Indus Hospital and Health Network

Status and phase

Completed

Phase 4

Conditions

Osteo Arthritis of the Knees

Treatments

Drug: Diacerien

Drug: Glucosamine/Chondroitin

Drug: Placebo

Study type

Interventional

Funder types

Other

Identifiers

NCT02178137

TIH-Ortho-001

Details and patient eligibility

About

There has been intensive search for a substance that can have disease-modifying activity for osteoarthritis. A number of medications have been reported to be of benefit on slowing progression of knee OA. This trial will be the first head to head comparison of these medications.
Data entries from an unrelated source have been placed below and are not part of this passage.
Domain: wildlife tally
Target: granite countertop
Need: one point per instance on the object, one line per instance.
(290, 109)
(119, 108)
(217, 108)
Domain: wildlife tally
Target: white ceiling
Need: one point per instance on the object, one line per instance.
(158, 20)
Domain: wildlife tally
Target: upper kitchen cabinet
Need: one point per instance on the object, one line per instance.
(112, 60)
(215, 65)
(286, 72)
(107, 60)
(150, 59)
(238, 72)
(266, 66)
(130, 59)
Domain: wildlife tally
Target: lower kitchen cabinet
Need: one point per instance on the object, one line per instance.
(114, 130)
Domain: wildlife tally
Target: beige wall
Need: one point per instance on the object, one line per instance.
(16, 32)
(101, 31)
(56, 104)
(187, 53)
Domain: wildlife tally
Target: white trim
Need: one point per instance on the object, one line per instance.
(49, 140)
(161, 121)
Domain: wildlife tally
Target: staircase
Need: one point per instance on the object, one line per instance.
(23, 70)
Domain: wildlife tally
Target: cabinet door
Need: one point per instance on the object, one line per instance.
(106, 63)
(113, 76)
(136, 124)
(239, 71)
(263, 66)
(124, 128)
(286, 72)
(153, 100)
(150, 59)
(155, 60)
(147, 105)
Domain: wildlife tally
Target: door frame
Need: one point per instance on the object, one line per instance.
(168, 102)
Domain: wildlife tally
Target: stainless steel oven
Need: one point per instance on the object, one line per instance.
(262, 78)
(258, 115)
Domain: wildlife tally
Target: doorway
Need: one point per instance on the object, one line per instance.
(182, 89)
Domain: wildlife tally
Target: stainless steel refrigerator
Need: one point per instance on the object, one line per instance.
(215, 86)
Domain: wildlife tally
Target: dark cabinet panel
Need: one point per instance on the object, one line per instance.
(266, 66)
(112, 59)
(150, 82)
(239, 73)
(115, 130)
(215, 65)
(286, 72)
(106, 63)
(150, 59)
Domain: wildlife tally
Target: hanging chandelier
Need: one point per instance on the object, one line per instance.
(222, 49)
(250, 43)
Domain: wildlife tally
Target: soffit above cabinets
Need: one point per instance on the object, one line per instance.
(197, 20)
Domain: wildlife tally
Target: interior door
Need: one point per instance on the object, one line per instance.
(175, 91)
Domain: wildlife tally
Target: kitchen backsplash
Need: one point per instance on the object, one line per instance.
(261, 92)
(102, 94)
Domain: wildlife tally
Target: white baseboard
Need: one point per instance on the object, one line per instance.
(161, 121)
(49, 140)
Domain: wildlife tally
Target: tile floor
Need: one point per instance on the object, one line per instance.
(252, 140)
Patients aged between age 40 to 65 will be enrolled. Patients will be assessed clinically using two scoring systems, the WOMAC index for knee arthritis and the SF 36 for overall physical and mental health. The knee X rays will be assessed on Kellgren and Lawrence grading and will also be measured for joint space narrowing at follow up. The response to arthritis medications on slowing down cartilage loss will be measured biochemically with COMP levels.

Enrollment

322 patients

Sex

All

Ages

40 to 65 years old

Volunteers

No Healthy Volunteers

Inclusion criteria

Patients of either sex aged between 40 to 65 years with mild to moderate osteoarthritis of the knees.
Patients should have history of knee pain for at least 6 months and on the majority of days during the preceding month
Each joint will be scored separately so one patient with bilateral knee osteoarthritis will be counted as 2 knees.
The osteoarthritis will be graded on basis of clinical score as well as seen on appropriately positioned x rays using the Kellgren and Lawrence grading. (Tibio femoral osteophytes of at least 1 mm, Kellgren Lawrence grading of 2 or 3)
Patients with diabetes are sent to the diabetes clinic and are included once their HbA1c level becomes normal.
Patients giving Informed consent

Exclusion criteria

Patients with severe end stage tricompartmental osteoarthritis of the knees .
Presence of uncontrolled systemic disease like chronic liver and renal disease
Patients with diagnosis other than osteoarthritis, such as knee arthritis due to rheumatoid disease, gout, post traumatic arthritis
Patients with history of surgery to any knee will have that knee excluded
Pregnant or lactating mothers
Patients with chronic anaemia
Patients who get an injection in their affected knee

Trial design

Primary purpose

Treatment

Allocation

Randomized

Interventional model

Parallel Assignment

Masking

Quadruple Blind

322 participants in 3 patient groups, including a placebo group

Glucosamine/Chondroitin

Active Comparator group

Description:

Glucosamine/Chondroitin twice a day for a daily total dose of 1500 mg of Glucosamine and 1200 mg of Chondroitin. Tablets will have 750 mg Glucosamine Sulphate and 600 mg of Chondroitin Sulphate. These will be taken twice a day after breakfast and dinner.

Treatment:

Drug: Glucosamine/Chondroitin

Diacerien

Active Comparator group

Description:

Diacerien 50 mg twice a day in capsule form. To be taken twice a day after breakfast and dinner

Treatment:

Drug: Diacerien

Placebo pill

Placebo Comparator group

Description:

Placebo tablets with Zinc sulfate twice a day. These will contain pharamacologically non active ingredients (Usually expedients).